Дедушка Дуб замолчал, и стало на некоторое время тихо, потому что каждый вспомнил о своем пережитом, о многих товарищах, павших в боях с врагом.
Потом незаметно началась общая оживленная беседа, в которой затрагивались самые разнообразные отрасли сложного государственного механизма.
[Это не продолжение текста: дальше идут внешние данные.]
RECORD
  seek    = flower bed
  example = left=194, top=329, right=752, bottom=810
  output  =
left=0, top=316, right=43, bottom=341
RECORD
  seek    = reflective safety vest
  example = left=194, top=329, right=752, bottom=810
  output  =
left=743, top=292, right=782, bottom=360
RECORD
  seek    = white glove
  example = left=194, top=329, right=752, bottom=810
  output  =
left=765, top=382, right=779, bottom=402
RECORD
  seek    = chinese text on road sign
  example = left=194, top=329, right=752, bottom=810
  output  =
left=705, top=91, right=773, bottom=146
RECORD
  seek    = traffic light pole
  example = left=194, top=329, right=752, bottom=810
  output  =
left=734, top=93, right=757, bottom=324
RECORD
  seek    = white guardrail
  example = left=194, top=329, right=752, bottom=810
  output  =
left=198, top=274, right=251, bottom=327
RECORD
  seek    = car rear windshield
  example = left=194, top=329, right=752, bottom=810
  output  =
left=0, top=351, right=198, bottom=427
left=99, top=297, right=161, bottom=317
Говорилось и о финансах, и о сортовых посевах, и о здравоохранении, и об учебниках, и о многом другом, не менее важном.
– В принципе я согласен с вами, Сергей Андреевич, – говорил доктор Великанов Дяде Мише, – но, мне кажется, правильней будет сказать, что нам придется не «строить сызнова», а «продолжать работу».
– Если все разрушено – значит, сызнова.
– Всего разрушить фашисты при всем своем желании не могли, – отпарировал доктор Великанов.
В спор вмешался товарищ из горздрава:
– Кстати, Великан, у меня есть сведения, что твоя больница сгорела.
– И все-таки я буду не создавать сызнова, а продолжать начатое дело.
– Да ведь у тебя же ничего нет?
– Есть главное, – отвечал доктор Великанов. – Любящие свое дело люди, их опыт и энергия, плюс помощь, которую мне окажет советское государство. Разве этого мало?
– Опять начнешь меня по телефону терзать? – спросил Сергей Прокофьевич.
– Начну! – решительно пообещал Великанов.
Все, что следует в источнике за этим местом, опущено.